This post will highlight the basics of BigQuery and how to read, write and administer your BigQuery dataset in a Java application.

BigQuery is a managed data warehouse, and is part of the Google Cloud Platform. We can use the official Java client to interact with our datasets.

If you just want to see the example code, you can view it on Github

BigQuery Jobs

Every operation on a BigQuery dataset can be described in terms of a job.

When you want to run a query or transfer data from one dataset to another, you send a job description to your BigQuery instance, and it is executed as a job to get the final result.

the bigquery client library converts queries to jobs and returns result obejcts

In BigQuery, an SQL query is run as a job. In this post, “running a query” is the same as “executing a job”

Creating a New Service Account

To enable your Java application to execute jobs on BigQuery, it requires a service account.

Ideally, each application has its own service account. Service accounts let BigQuery know that an application is trusted and can run jobs on it.
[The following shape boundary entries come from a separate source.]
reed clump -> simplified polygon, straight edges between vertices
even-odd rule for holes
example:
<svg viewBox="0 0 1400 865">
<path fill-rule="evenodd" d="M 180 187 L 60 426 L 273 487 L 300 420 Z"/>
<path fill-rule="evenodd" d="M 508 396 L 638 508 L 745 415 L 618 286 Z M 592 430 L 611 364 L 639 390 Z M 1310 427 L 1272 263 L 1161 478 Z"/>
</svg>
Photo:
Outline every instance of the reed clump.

To create a service account, go to the service accounts page and click on “CREATE SERVICE ACCOUNT”.

In the creation page, we need to provide a name, and give the “BigQuery Admin” role:

service account page

Now we can create a key by going into the “Keys” tab of the service account we created:

create key page

You should be able to download this key as a JSON file. We will be using this in our Java application later.

Setting Up a New Java Application

Let’s create a new Maven Java application. Our folder structure should look like this:

.
├── pom.xml
└── src
    ├── main
    │   └── java
    │       └── com
    │           └── sohamkamani
    │               └── App.java
    └── test
        └── java
            └── com
                └── sohamkamani
                    └── AppTest.java

Querying Data From an Existing Table

Let’s take a look at the code to get data from an existing table.
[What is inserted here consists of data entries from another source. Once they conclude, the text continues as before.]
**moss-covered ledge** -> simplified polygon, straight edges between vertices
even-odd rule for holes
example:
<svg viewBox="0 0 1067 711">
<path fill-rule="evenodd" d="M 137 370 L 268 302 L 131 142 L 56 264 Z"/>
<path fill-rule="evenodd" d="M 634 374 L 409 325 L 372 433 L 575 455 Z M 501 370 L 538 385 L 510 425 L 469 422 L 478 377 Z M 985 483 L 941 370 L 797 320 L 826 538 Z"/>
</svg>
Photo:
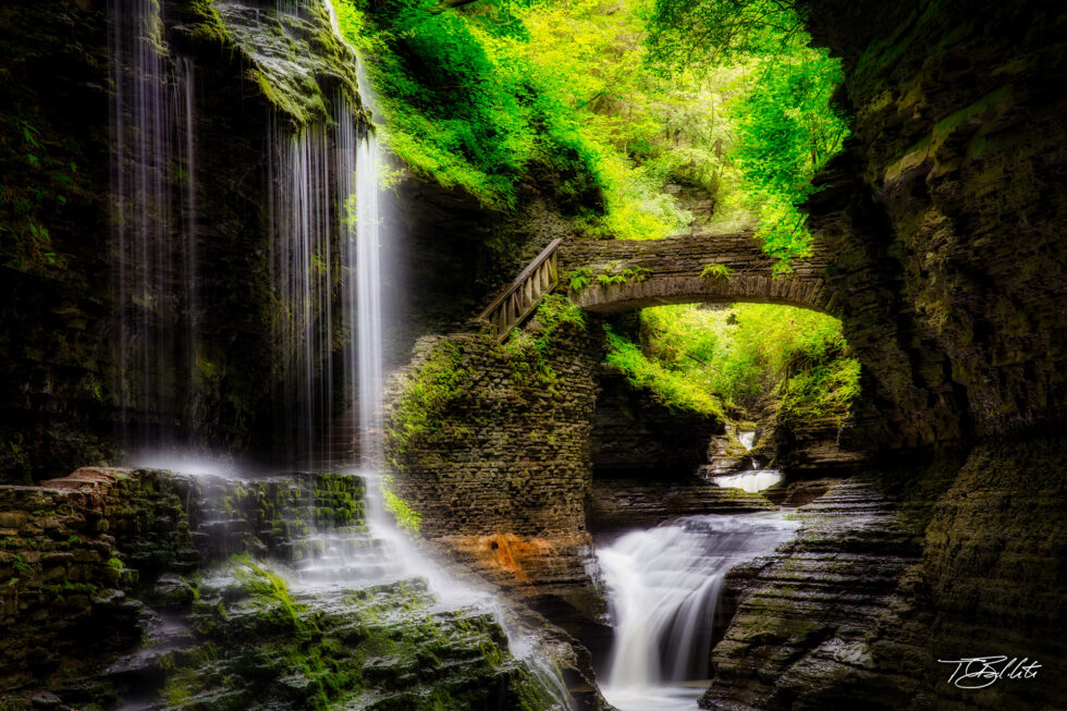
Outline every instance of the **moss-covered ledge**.
<svg viewBox="0 0 1067 711">
<path fill-rule="evenodd" d="M 255 2 L 200 0 L 194 10 L 199 22 L 192 25 L 193 37 L 240 53 L 248 81 L 294 125 L 329 123 L 338 96 L 361 110 L 356 54 L 334 34 L 323 3 L 302 3 L 290 13 Z"/>
<path fill-rule="evenodd" d="M 0 487 L 0 689 L 76 675 L 139 639 L 135 592 L 199 562 L 188 483 L 84 468 L 39 487 Z"/>
</svg>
For this example, we’re going to get the top 10 most used words in Shakespeare’s “Julius Caesar”, using the public shakespeare dataset.
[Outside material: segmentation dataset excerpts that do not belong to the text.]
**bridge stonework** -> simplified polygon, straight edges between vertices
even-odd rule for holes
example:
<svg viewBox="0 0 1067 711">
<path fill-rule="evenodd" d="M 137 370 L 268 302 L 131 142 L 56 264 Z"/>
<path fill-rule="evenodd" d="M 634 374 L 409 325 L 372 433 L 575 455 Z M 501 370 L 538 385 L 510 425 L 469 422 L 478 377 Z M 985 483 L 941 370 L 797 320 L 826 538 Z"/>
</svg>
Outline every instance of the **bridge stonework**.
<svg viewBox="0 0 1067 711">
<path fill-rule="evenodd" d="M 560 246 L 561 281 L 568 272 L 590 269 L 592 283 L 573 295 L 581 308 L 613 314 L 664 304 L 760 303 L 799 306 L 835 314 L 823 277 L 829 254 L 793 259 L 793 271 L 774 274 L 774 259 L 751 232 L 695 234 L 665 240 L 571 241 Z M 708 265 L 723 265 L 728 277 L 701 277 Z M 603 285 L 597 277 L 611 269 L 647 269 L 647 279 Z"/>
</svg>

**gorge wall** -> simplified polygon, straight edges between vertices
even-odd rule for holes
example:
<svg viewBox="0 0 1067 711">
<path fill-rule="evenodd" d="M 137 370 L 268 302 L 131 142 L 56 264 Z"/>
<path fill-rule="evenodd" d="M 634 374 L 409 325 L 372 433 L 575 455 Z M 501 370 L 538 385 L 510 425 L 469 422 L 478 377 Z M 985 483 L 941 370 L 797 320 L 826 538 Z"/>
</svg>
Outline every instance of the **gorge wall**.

Our program will run in 4 steps:

  1. Initialize the BigQuery service
  2. Create a job to run our query
  3. Run the job on BigQuery and check for errors
  4. Display the result

We can add the following code to the App.java file:

public class App {

    public static void main(String... args) throws Exception {
        // Step 1: Initialize BigQuery service
        // Here we set our project ID and get the `BigQuery` service object
        // this is the interface to our BigQuery instance that
        // we use to execute jobs on
        BigQuery bigquery = BigQueryOptions.newBuilder().setProjectId("sample-project-330313")
                .build().getService();

        // Step 2: Prepare query job
        // A "QueryJob" is a type of job that executes SQL queries
        // we create a new job configuration from our SQL query and
        final String GET_WORD_COUNT =
                "SELECT word, word_count FROM `bigquery-public-data.samples.shakespeare` WHERE corpus='juliuscaesar' ORDER BY word_count DESC limit 10;";
        QueryJobConfiguration queryConfig =
                QueryJobConfiguration.newBuilder(GET_WORD_COUNT).build();

        // Step 3: Run the job on BigQuery
        // create a `Job` instance from the job configuration using the BigQuery service
        // the job starts executing once the `create` method executes
        Job queryJob = bigquery.create(JobInfo.newBuilder(queryConfig).build());
        queryJob = queryJob.waitFor();
        // the waitFor method blocks until the job completes
        // and returns `null` if the job doesn't exist anymore
        if (queryJob == null) {
            throw new Exception("job no longer exists");
        }
        // once the job is done, check if any error occured
        if (queryJob.getStatus().getError() != null) {
            throw new Exception(queryJob.getStatus().getError().toString());
        }

        // Step 4: Display results
        // Print out a header line, and iterate through the
        // query results to print each result in a new line
        System.out.println("word\tword_count");
        TableResult result = queryJob.getQueryResults();
        for (FieldValueList row : result.iterateAll()) {
            // We can use the `get` method along with the column
            // name to get the corresponding row entry
            String word = row.get("word").getStringValue();
            int wordCount = row.get("word_count").getNumericValue().intValue();
            System.out.printf("%s\t%d\n", word, wordCount);
        }
    }
}

To run this program, we need the location of the JSON file we downloaded when creating a service account.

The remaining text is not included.